Prevalence and factors associated with visual impairment in middle-aged and older Chinese population

\nHanyuan YeHanyuan YeYun ZengYun ZengHongxia XiaoHongxia XiaoJing YuJing YuYun LiuYun LiuShuang ZhangShuang ZhangBingjie Zhang
Bingjie Zhang*
  • Department of Ophthalmology, Jingmen No.2 People's Hospital, Jingmen, China

Objective: This study aimed to estimate the prevalence of visual impairment and to identify the factors associated with it in China.

Methods: Data for this cross-sectional study were retrieved from the China Health and Retirement Longitudinal Study (CHARLS) for a total of 16,480 subjects who completed the questionnaire between June 2011 and March 2012. The prevalence of visual impairment was estimated considering the complex survey design and response rate. Associated factors were identified using the weighted logistic regression analysis.

Results: The overall prevalence of visual impairment among middle-aged and older Chinese adults was 6.22%. Regionally, Qinghai and Gansu provinces showed the highest prevalence of visual impairment, whereas Shanghai showed the lowest prevalence of visual impairment in China. Older age (OR = 1.888; 95% CI: 1.537–2.467) was correlated with a higher likelihood of visual impairment, whereas a non-alcohol intake (OR = 0.072; 95% CI: 0.018–0.246) was correlated with a lower likelihood of visual impairment. Hypertension (OR = 1.299; 95% CI: 1.189–1.467), diabetes (OR = 2.000; 95% CI: 1.163–3.765), lung diseases (OR = 1.795; 95% CI: 1.067–3.019), liver diseases (OR = 1.270; 95% CI: 1.221–2.876), stroke (OR = 1.135; 95% CI: 1.107–3.528), and heart disease (OR = 1.350; 95% CI: 1.104–1.708) were significantly associated with visual impairment.

Conclusion: Geographical variations in the prevalence of visual impairment in China were defined, indicating that such variations do exist in China. Age, alcohol intake, hypertension, diabetes, lung diseases, liver diseases, stroke, and heart disease were factors associated with visual impairment.

Introduction

Visual impairment is an important global public health issue. It leads to impaired socioeconomic status, reduced quality of life, and an increased risk of indirect hospitalization and death (1, 2). According to the Global Burden of Diseases, Injuries, and Risk Factors Study 2019, ~328.77 million people worldwide are affected by blindness or severe or moderate visual impairment (3). As the most populous country in the world, China has the highest population with visual impairment, which imposes an enormous economic burden on such individuals and their families and the public healthcare system (4). Given the morbidity, mortality, and socioeconomic burden associated with visual impairment, it is vital to understand the risk factors for visual impairment so that targeted preventive measures can be employed.

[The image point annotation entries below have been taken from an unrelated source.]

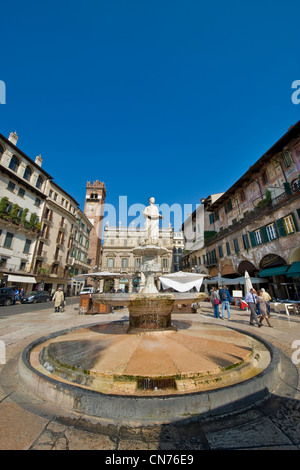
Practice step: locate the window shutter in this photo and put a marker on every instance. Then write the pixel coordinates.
(280, 228)
(264, 234)
(252, 239)
(295, 222)
(287, 188)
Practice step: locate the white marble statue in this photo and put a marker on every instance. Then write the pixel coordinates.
(152, 217)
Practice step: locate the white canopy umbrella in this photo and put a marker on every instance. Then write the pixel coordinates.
(181, 281)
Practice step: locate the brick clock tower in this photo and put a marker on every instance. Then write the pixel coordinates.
(94, 211)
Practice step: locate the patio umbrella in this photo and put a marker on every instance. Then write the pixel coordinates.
(182, 281)
(248, 283)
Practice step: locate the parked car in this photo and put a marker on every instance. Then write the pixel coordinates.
(7, 295)
(36, 296)
(87, 290)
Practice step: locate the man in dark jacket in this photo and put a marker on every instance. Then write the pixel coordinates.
(225, 301)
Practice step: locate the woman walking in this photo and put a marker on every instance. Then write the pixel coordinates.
(215, 300)
(263, 308)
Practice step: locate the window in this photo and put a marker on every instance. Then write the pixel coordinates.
(286, 159)
(14, 163)
(236, 245)
(21, 192)
(289, 224)
(257, 236)
(27, 173)
(8, 240)
(39, 182)
(11, 186)
(246, 242)
(265, 178)
(271, 231)
(27, 246)
(22, 266)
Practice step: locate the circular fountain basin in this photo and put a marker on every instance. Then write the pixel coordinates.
(151, 376)
(149, 311)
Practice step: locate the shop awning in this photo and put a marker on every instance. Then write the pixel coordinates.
(26, 279)
(294, 270)
(276, 271)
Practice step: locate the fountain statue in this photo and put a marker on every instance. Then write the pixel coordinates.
(150, 309)
(147, 369)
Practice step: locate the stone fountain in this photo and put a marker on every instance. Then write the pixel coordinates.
(149, 309)
(149, 369)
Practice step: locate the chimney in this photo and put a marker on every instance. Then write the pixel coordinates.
(13, 138)
(38, 160)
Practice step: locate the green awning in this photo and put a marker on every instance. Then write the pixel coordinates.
(274, 271)
(294, 269)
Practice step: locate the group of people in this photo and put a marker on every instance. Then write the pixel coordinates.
(221, 297)
(59, 300)
(18, 295)
(257, 302)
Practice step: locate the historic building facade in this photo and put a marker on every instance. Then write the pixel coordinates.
(117, 256)
(44, 236)
(94, 211)
(23, 183)
(62, 248)
(255, 223)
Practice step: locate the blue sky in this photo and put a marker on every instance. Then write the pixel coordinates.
(172, 99)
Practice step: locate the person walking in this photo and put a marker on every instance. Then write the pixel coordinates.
(250, 299)
(225, 301)
(58, 299)
(215, 300)
(263, 308)
(267, 298)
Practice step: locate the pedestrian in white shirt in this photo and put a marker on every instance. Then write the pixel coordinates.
(250, 298)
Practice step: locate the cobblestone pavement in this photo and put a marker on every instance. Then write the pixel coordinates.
(28, 423)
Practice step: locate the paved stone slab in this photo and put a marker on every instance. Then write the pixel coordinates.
(18, 428)
(259, 433)
(60, 437)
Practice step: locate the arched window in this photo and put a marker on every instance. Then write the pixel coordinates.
(14, 163)
(27, 173)
(39, 182)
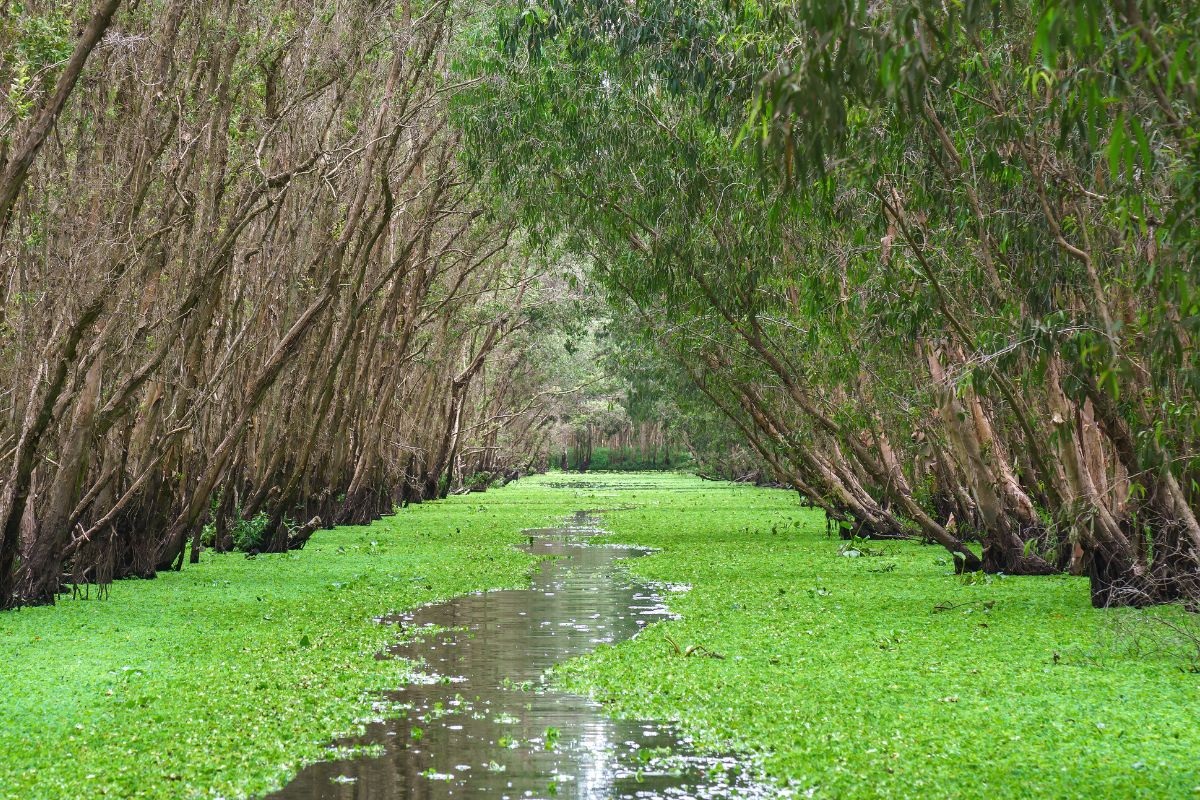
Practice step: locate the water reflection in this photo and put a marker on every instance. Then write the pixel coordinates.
(483, 723)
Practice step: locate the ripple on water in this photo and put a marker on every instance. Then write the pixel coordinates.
(481, 722)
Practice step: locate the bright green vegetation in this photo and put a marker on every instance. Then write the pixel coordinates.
(840, 671)
(222, 679)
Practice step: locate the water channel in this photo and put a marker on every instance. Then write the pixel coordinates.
(481, 722)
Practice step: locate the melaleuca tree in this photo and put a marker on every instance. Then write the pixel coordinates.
(960, 298)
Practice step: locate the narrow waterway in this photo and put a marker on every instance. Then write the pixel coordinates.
(484, 723)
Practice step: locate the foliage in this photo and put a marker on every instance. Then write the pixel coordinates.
(850, 685)
(223, 679)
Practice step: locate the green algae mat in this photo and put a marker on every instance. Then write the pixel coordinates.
(852, 671)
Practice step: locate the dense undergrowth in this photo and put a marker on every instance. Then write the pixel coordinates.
(845, 673)
(877, 674)
(221, 680)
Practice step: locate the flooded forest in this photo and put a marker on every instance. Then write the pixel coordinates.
(599, 398)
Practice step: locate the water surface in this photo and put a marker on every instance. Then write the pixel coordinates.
(484, 723)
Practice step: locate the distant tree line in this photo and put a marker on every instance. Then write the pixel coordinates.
(935, 262)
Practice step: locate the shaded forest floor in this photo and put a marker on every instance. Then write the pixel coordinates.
(220, 680)
(840, 671)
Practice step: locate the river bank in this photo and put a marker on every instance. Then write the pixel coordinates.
(223, 679)
(861, 669)
(870, 669)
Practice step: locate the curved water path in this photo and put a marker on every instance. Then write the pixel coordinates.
(484, 723)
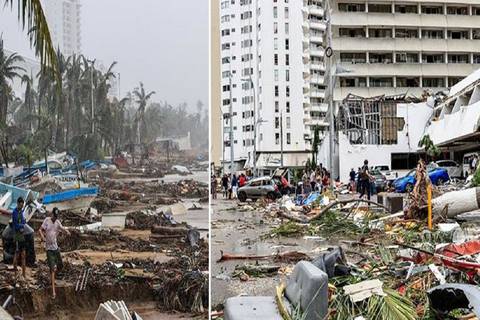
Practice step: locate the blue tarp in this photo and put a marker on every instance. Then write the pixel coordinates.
(69, 195)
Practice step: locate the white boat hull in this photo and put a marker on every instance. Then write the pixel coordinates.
(79, 205)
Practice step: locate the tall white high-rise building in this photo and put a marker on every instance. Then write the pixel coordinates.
(272, 70)
(394, 47)
(63, 17)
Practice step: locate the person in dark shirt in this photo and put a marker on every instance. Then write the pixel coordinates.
(18, 222)
(352, 179)
(365, 180)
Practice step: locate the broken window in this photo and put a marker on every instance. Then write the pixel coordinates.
(378, 7)
(432, 34)
(353, 57)
(406, 33)
(351, 7)
(380, 57)
(458, 58)
(457, 34)
(408, 82)
(352, 32)
(432, 9)
(453, 81)
(353, 82)
(457, 10)
(433, 58)
(475, 34)
(433, 82)
(381, 82)
(406, 57)
(406, 8)
(380, 33)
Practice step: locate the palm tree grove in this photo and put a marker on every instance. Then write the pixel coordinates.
(103, 191)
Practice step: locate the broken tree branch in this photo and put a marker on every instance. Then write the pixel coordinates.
(327, 208)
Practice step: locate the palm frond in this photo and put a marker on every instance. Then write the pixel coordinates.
(32, 18)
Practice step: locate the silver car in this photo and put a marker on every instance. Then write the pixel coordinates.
(258, 188)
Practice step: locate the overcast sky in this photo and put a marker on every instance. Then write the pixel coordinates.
(163, 43)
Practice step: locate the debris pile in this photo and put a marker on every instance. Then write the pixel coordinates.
(420, 261)
(124, 241)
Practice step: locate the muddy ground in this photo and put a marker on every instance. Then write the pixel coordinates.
(248, 232)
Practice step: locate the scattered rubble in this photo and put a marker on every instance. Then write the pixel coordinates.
(391, 264)
(126, 245)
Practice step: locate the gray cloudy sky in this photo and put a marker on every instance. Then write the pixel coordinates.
(163, 43)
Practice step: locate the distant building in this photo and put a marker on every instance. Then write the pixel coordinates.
(272, 70)
(180, 143)
(394, 47)
(32, 68)
(63, 17)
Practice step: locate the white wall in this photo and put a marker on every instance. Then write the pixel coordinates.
(352, 156)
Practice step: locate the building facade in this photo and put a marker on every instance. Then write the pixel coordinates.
(271, 77)
(63, 18)
(394, 47)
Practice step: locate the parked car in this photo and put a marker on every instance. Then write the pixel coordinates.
(258, 188)
(380, 180)
(438, 176)
(385, 170)
(467, 161)
(454, 169)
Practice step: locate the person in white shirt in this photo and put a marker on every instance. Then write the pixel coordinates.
(49, 231)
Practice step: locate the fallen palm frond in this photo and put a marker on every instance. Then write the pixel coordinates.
(288, 229)
(332, 223)
(390, 306)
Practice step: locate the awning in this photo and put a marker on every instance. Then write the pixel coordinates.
(273, 160)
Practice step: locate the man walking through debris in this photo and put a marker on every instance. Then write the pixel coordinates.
(213, 186)
(49, 231)
(225, 186)
(18, 222)
(352, 180)
(365, 180)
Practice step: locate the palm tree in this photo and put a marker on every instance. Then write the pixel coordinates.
(32, 17)
(9, 70)
(142, 100)
(29, 100)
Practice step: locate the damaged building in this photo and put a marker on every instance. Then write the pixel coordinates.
(386, 130)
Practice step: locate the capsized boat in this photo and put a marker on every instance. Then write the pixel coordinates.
(76, 200)
(8, 201)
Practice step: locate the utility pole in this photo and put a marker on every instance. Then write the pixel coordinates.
(92, 102)
(330, 91)
(254, 128)
(281, 138)
(231, 123)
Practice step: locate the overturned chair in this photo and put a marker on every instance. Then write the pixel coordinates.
(306, 290)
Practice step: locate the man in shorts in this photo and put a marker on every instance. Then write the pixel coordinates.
(49, 231)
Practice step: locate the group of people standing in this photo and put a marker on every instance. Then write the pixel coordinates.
(230, 184)
(361, 180)
(50, 229)
(313, 180)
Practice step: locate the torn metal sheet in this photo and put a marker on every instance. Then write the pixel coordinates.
(450, 296)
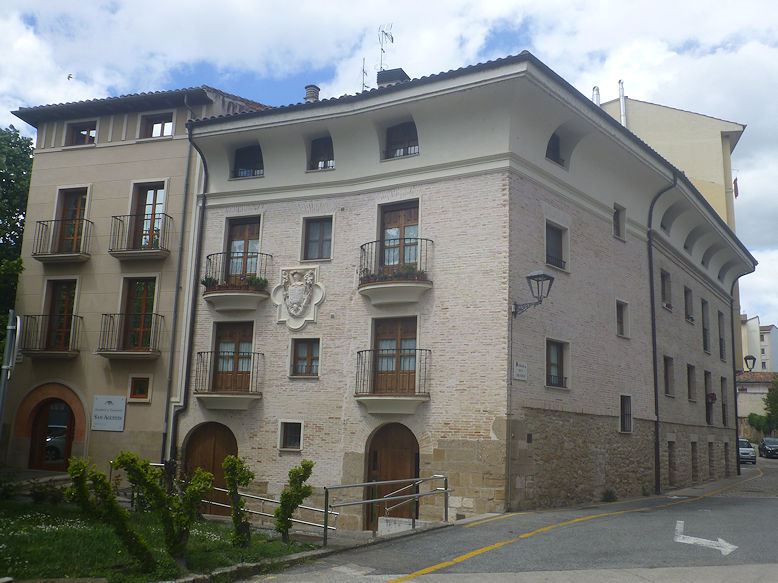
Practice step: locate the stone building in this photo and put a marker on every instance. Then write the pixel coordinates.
(359, 279)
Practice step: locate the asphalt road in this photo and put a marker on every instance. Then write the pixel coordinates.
(723, 531)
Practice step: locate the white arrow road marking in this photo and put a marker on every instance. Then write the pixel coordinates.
(719, 545)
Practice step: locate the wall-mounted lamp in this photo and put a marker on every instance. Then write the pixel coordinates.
(540, 284)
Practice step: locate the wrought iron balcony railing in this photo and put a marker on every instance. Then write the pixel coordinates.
(236, 272)
(130, 333)
(62, 238)
(393, 372)
(406, 259)
(228, 372)
(50, 333)
(149, 234)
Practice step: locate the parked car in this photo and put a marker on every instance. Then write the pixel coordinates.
(746, 451)
(768, 447)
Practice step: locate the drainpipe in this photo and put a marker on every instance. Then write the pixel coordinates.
(657, 465)
(193, 307)
(177, 293)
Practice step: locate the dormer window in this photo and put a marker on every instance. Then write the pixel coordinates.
(401, 140)
(157, 126)
(248, 162)
(81, 134)
(322, 154)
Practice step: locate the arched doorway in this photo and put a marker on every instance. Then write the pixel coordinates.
(393, 454)
(206, 447)
(51, 438)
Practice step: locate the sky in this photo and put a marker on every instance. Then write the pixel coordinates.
(715, 57)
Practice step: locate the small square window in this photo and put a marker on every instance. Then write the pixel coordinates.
(625, 425)
(140, 389)
(305, 357)
(291, 435)
(81, 134)
(157, 126)
(318, 238)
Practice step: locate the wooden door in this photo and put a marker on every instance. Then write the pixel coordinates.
(139, 313)
(51, 440)
(243, 248)
(71, 229)
(62, 297)
(399, 237)
(232, 370)
(149, 206)
(393, 455)
(395, 356)
(206, 448)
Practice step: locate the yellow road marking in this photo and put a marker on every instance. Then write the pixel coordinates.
(482, 550)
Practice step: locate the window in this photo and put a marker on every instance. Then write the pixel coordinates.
(138, 317)
(705, 326)
(622, 319)
(669, 377)
(554, 149)
(248, 162)
(556, 245)
(665, 290)
(401, 140)
(322, 154)
(691, 382)
(157, 126)
(305, 357)
(291, 435)
(140, 389)
(619, 222)
(555, 364)
(148, 215)
(625, 425)
(318, 238)
(81, 134)
(62, 297)
(688, 304)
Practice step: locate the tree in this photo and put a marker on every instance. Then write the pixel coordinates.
(15, 170)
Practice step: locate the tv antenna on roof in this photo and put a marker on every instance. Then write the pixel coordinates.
(384, 35)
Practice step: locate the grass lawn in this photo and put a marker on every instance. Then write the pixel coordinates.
(43, 541)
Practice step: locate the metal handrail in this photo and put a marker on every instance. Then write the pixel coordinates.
(413, 482)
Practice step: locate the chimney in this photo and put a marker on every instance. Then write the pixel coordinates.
(311, 93)
(389, 77)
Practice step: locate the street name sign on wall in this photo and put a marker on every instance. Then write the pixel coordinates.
(108, 413)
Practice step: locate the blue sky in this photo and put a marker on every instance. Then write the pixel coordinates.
(709, 56)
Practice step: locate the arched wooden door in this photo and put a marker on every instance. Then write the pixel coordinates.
(51, 438)
(393, 454)
(206, 448)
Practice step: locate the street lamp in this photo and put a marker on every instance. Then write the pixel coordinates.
(540, 284)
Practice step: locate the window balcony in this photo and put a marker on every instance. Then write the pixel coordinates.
(394, 271)
(140, 236)
(391, 382)
(227, 380)
(130, 336)
(236, 281)
(50, 335)
(62, 241)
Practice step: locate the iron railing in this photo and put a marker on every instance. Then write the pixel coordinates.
(236, 271)
(149, 232)
(62, 237)
(387, 371)
(405, 259)
(50, 333)
(130, 332)
(228, 372)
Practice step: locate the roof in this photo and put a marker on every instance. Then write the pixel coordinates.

The incidence of visual impairment is strongly correlated with increased age, especially after 50 years (1). One study reported that 6.05–15.3% of people in rural areas have a visual impairment in China (5). With the aging of the population, the prevalence of visual impairment continues to grow. It has been predicted that China will account for more than 25% of the world's aging population by 2040, by which point the number of people with visual impairment will reach more than 100 million (6, 7). According to data from the World Health Organization, the proportion of older people aged ≥60 years exceeds 30% in Japan (8). Notwithstanding, Korea is one of the countries with the highest growth rate of the elderly population. According to statistics published by the Korea National Statistical Office, there is a steady growth in the proportion of older adults aged ≥65 years in Korea, and this growth is expected to increase to 24.3% by 2030, at which time Korea will become a “super-aged society” (9). Countries in the East Asia region are thus also facing increased pressure from the visually impaired population.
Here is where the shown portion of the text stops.